There is a genome fasta file having say 10 chromosomes and 1000 scaffolds. After gene prediction there are genes/mRNA/cds etc prediction in chromosomes as well as scaffolds.
Now, a particular requirement is to get genome fasta as well as gff corresponding to chromosomes alone.
For genome , the below was executed with a list of chromosomes and it worked fine.
faSomeRecords genome.fasta chrs.list genome.chrs-only.fasta
But for the gff3, I would like to know the better ways/tools to include or exclude entries from a list.
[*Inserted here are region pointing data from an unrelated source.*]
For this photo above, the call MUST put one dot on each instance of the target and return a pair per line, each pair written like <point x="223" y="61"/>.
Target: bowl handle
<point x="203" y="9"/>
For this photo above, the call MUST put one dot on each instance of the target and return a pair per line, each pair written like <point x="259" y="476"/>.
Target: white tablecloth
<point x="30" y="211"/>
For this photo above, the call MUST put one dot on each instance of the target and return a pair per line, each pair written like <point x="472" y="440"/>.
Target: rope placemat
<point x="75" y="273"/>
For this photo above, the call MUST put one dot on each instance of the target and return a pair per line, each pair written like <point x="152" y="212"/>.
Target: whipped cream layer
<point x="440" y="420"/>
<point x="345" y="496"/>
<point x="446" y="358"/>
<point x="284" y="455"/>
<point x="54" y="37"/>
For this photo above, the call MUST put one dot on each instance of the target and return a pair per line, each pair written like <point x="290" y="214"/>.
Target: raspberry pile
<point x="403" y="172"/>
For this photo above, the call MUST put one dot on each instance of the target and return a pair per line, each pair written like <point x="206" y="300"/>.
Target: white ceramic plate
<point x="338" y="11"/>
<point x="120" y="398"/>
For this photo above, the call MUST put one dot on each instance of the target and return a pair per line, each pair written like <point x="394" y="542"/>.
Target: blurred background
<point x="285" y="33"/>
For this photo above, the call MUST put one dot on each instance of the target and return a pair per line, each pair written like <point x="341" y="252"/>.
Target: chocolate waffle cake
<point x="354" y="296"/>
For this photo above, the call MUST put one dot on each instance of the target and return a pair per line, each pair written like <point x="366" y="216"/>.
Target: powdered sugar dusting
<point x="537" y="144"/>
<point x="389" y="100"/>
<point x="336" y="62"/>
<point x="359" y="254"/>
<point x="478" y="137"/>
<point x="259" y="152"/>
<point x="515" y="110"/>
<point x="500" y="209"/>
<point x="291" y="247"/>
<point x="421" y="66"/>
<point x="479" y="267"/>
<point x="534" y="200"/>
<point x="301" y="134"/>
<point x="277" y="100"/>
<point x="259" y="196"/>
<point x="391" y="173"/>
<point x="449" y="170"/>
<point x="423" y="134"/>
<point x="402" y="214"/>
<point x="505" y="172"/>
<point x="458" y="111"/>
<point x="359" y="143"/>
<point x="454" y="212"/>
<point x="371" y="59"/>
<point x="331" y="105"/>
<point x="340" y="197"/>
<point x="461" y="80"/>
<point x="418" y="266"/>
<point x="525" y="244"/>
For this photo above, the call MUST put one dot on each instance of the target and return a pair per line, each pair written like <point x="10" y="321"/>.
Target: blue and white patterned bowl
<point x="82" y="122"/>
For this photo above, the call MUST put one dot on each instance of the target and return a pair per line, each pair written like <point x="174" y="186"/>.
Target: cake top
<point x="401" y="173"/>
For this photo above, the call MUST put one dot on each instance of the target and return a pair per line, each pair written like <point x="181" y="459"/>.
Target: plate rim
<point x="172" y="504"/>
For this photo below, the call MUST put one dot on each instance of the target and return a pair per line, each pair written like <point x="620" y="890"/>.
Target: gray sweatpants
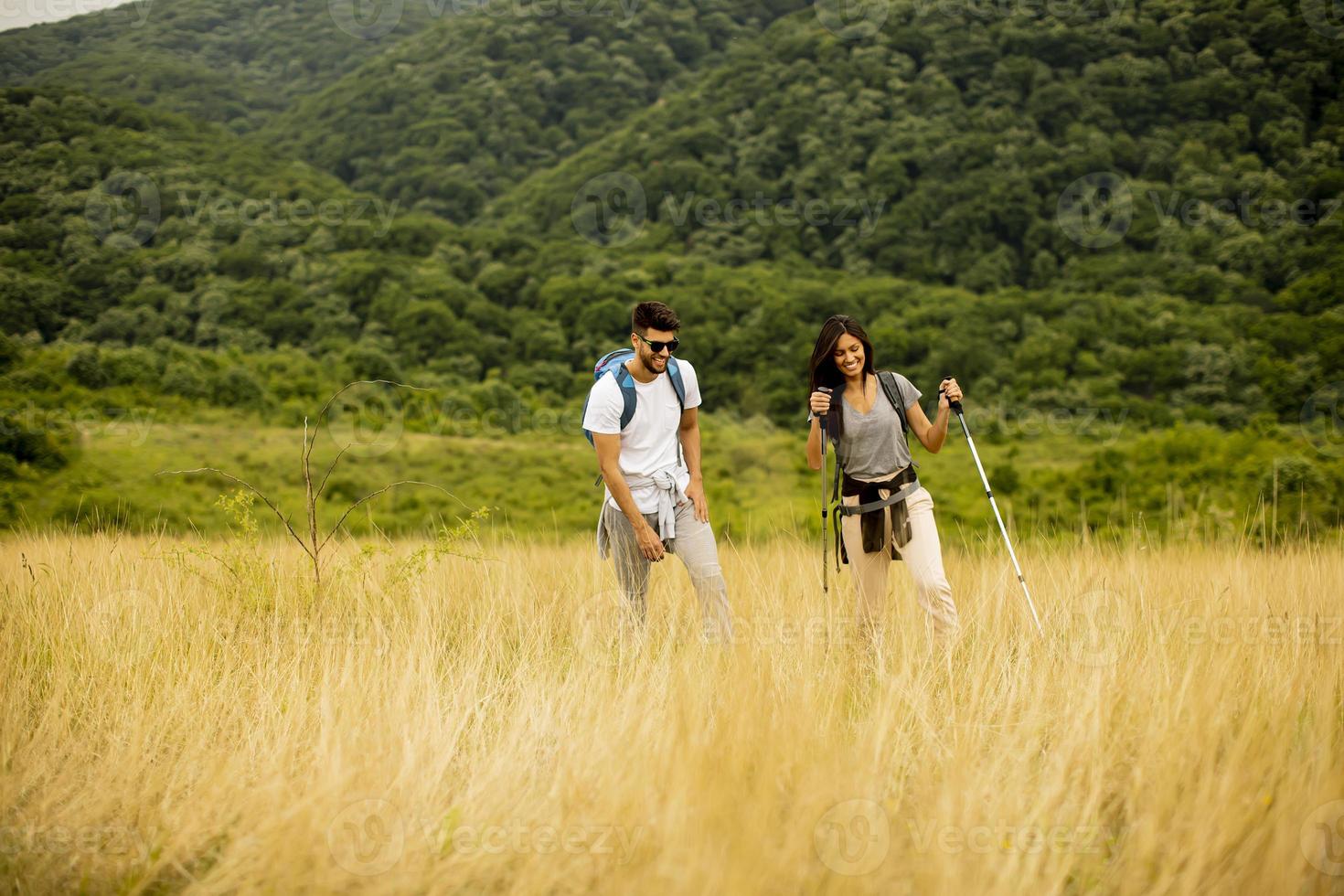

Could manage to filter for using grep -w -f chrs.list
But I would prefer to use a more robust and recommended method of doing this filtering.
Please advise.
Try AGAT toolkit: https://github.com/NBISweden/AGAT/wiki/agat_sp_filter_feature_by_attribute_presence
In fact AGAT was the first place I looked for, for the requirement. That particular script seemed to be based on 9th column. Whereas, the requirement is on the first colum, which infact should be much simpler. But unfortunately I still could not land on the correct tool for the purpose.
Just thinking but can bedtools intersect work ? It takes in a gff3 file. They bed can be
chrname 0 chrlen
of required chromosomes.Thanks. That should work.
@Juke34 Thank you. I was looking for such a straight forward way indeed.